Does this mean DeFi is safe now? No. The 92 percent detection rate still means 8 percent of real exploits were missed. And the benchmark tests known historical exploits, not novel zero-day attacks. DeFi security is improving but remains a cat-and-mouse game.

How much does it cost to exploit a smart contract with AI? According to separate research from Anthropic and OpenAI, the average cost is approximately $1.22 per contract. This extremely low cost means exploit attempts will only increase in volume.

Is the benchmark dataset available? Yes. Cecuro open-sourced the dataset of 90 exploited contracts, the evaluation framework, and the baseline agent on GitHub. The full specialized security agent was withheld due to misuse concerns.

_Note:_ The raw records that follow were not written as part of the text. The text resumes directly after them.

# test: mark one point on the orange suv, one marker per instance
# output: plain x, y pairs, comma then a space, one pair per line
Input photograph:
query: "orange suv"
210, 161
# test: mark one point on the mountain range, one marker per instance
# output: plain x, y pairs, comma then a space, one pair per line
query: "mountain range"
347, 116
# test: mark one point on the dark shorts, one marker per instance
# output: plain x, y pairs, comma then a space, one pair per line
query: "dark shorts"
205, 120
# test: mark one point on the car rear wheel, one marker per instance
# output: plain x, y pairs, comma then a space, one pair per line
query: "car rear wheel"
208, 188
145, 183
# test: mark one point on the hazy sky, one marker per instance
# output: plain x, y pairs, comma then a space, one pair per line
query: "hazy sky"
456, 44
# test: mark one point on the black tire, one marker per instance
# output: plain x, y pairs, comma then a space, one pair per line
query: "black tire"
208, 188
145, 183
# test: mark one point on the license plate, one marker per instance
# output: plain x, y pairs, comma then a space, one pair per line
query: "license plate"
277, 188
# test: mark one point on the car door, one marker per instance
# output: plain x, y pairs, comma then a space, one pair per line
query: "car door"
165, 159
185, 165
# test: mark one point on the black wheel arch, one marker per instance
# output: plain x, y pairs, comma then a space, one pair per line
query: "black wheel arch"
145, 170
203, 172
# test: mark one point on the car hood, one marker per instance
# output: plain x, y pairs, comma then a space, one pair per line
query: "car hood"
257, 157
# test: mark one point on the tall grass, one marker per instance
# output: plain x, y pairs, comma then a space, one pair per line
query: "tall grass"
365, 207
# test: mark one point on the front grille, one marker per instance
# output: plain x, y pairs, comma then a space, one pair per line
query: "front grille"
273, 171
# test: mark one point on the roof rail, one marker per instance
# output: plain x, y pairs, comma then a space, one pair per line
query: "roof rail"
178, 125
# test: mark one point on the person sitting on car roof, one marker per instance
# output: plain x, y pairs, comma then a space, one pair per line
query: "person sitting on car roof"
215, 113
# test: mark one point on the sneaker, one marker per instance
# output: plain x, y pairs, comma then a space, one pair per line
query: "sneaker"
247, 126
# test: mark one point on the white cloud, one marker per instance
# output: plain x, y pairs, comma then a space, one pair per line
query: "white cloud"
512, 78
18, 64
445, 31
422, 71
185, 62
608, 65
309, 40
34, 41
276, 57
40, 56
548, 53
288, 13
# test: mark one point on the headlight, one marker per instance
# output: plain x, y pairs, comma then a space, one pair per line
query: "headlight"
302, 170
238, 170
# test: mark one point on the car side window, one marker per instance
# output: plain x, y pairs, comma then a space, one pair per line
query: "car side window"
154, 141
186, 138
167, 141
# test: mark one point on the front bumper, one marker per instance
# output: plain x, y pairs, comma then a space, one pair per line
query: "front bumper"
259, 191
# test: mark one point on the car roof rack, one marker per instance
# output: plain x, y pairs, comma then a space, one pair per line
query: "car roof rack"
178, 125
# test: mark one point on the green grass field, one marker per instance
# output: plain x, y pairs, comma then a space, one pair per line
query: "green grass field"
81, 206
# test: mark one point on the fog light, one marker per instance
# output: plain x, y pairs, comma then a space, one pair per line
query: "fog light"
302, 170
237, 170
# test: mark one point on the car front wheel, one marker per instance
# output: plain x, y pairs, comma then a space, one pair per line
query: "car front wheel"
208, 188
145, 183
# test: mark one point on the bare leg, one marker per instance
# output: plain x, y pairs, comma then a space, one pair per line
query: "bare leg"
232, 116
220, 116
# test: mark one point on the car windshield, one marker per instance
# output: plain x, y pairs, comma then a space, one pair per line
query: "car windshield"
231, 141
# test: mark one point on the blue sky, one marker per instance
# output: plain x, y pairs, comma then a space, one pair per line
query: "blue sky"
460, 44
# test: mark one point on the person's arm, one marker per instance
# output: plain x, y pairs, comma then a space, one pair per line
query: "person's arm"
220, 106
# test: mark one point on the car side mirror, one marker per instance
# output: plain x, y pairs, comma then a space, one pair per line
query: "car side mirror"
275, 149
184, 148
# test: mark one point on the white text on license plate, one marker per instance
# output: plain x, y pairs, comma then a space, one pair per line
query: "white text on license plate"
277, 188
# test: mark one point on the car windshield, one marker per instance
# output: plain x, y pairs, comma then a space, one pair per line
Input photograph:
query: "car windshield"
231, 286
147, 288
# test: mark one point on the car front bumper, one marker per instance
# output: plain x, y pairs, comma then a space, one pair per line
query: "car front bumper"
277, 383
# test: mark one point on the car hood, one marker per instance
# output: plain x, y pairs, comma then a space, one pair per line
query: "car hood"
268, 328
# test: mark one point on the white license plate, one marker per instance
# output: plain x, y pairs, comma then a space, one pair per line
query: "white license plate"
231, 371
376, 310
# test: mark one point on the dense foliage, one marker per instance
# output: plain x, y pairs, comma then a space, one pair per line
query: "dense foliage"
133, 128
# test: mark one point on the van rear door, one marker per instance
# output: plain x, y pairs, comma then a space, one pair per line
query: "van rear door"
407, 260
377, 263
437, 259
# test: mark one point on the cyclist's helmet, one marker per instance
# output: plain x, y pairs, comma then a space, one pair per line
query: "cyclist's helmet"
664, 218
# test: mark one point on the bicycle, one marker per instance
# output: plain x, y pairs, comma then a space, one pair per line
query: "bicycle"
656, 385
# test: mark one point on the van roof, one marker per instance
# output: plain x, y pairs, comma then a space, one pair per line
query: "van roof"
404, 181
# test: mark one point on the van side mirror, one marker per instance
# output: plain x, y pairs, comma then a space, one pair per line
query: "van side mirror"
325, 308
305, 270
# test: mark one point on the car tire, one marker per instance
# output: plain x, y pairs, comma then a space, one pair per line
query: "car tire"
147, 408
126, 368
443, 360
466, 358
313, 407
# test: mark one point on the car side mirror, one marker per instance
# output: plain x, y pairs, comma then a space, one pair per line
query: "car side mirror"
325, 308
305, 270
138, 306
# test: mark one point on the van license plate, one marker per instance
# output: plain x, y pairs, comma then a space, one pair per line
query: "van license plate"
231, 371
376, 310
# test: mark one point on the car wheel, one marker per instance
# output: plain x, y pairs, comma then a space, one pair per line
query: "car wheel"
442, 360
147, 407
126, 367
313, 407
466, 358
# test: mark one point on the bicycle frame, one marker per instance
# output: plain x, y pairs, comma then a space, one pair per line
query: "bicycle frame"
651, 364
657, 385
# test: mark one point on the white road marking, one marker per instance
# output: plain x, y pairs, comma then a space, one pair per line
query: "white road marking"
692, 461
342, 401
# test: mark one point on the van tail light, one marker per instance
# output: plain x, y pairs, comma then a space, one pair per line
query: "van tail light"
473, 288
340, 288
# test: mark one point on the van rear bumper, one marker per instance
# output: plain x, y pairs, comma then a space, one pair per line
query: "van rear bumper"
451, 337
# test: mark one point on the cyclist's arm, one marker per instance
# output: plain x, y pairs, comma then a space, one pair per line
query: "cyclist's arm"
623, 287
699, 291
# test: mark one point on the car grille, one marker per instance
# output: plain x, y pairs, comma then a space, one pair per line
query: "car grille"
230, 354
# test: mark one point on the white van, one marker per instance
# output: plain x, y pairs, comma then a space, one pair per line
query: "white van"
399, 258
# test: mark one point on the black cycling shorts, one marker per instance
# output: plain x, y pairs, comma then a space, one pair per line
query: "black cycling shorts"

What should DeFi users do to protect themselves? Diversify across protocols, favor battle-tested contracts, limit exposure to unaudited or newly launched protocols, and consider spending options that minimize smart contract interactions.

Overview

Cecuro's AI security benchmark reveals a stark divide in DeFi defense: a specialized agent detected 92 percent of real-world exploits across 90 contracts worth $228 million, while a generic GPT-5.1 baseline caught only 34 percent. The gap came from methodology, not model quality. With AI exploit capabilities doubling every 1.3 months at a cost of $1.22 per attack, the race between offense and defense is accelerating. Cecuro open-sourced the benchmark dataset for the industry to test against, but withheld its full agent. For DeFi users and crypto card holders, the message is clear: smart contract exposure is the new frontier of risk, and the tools to measure it finally exist.